PMA and specific physiologic parameters were the most common indications for tracheostomy. Responders also cited that airway malacia was an important parameter, followed by failure to thrive on noninvasive support, multiple courses of postnatal corticosteroids and endotracheal positive pressure. Though failure to thrive is subjectively determined and postnatal corticosteroids also have varied indications, our results suggest that a potential consensus definition of therapeutic failure would include PCO2 of 76–85, FiO2 of >0.60, PEEP 9-11, respiratory rate of 61–70, PMA >44 weeks and weight <10th percentile at this PMA. Most centers did agree that appropriate linear and head growth, corticosteroid exposure, and right heart insufficiency on echocardiogram were very important indications when considering tracheostomy. Although there was significant variability in approaches to tracheostomies across centers, it is interesting that there was some degree of agreement on which of the most severe scenarios would prompt consideration of tracheostomy.

The strengths of this survey include the high response rate (91%) and the candid, detailed answers provided as one collective opinion per institution. On the other hand, although each responder replied on behalf of their institutional practice, this limited our ability to ascertain variability within the same institution.
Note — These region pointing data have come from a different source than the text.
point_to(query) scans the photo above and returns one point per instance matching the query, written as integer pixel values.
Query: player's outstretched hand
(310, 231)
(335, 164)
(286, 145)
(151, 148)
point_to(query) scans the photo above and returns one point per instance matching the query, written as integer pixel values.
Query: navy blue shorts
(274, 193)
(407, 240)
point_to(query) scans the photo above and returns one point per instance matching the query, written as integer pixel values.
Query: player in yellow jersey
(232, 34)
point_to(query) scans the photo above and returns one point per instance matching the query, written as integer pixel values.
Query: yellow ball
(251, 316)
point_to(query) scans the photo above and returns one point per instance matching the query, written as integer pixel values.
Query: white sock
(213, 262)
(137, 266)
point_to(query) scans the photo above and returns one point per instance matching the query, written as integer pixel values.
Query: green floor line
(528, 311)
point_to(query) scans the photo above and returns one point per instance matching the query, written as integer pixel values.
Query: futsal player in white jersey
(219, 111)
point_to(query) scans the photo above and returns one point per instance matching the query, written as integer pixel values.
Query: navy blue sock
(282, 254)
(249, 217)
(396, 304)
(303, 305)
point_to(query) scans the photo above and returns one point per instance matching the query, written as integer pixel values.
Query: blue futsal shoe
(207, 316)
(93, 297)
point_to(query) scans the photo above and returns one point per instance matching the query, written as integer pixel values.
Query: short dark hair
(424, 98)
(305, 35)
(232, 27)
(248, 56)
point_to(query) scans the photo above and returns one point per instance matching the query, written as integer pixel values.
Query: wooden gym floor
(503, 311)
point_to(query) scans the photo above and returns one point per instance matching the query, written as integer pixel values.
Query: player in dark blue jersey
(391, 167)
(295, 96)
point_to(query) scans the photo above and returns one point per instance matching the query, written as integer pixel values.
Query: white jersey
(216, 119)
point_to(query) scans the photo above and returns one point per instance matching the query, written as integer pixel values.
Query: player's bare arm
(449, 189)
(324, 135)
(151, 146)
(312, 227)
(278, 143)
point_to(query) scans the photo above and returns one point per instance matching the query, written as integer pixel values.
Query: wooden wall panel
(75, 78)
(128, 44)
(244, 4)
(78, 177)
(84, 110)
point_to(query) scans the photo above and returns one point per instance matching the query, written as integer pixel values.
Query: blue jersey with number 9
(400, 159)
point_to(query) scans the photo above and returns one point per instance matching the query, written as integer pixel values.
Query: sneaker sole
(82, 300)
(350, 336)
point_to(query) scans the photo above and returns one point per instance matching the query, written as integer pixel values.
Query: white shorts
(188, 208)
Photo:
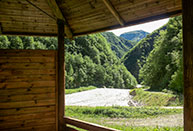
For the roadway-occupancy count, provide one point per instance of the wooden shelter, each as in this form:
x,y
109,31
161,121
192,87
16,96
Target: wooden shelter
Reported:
x,y
32,81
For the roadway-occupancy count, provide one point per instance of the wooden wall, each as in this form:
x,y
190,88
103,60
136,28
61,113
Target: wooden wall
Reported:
x,y
27,90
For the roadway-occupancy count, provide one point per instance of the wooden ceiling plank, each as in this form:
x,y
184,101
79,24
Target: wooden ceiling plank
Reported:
x,y
114,12
57,12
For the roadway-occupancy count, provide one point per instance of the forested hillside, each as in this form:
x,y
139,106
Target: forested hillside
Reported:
x,y
89,60
163,68
134,36
136,57
118,44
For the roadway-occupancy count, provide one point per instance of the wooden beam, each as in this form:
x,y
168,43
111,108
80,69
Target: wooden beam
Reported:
x,y
60,76
1,29
188,63
58,14
86,125
114,12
We included space for narration to allow responders to offer the nuances of their group’s practices. Our survey may not have ideally delineated those infants receiving tracheostomy for airway obstruction, though in preterm infants with sBPD, lung disease was most likely the predominant respiratory issue. Further, infants at these NICUs are largely referral-based (>90%) and biases that govern referral to these hospitals may not be generalizable to NICUs that care for mostly inborn populations. Referral timing, indications, and parental circumstances vary and, correspondingly, interventions to reduce the likelihood and/or severity of chronic respiratory failure are often instituted variably at referring hospitals.

In conclusion, our data demonstrate that reported indications for tracheostomy differ widely across regional NICUs. However, despite these differences between regional NICUs, there are indications that could allow the development of standardized indications in future studies. The development of standardized indications for tracheostomy and chronic ventilation techniques in infants with sBPD are needed to develop the evidence for best practices for the subset of infants with sBPD that require long-term respiratory support. Diagnostic certainty is needed to determine which infants require these interventions to achieve medical readiness for a safe, discharge home in a defined period of time, while achieving optimal long-term outcomes. Although clinical markers, genetic predisposition, assessments of the intrauterine environment, and biomarker validation hold promise to understand infants’ prognoses more accurately, clearly the ability to provide evidence-based practices to these infants should also impact their long-term prognoses.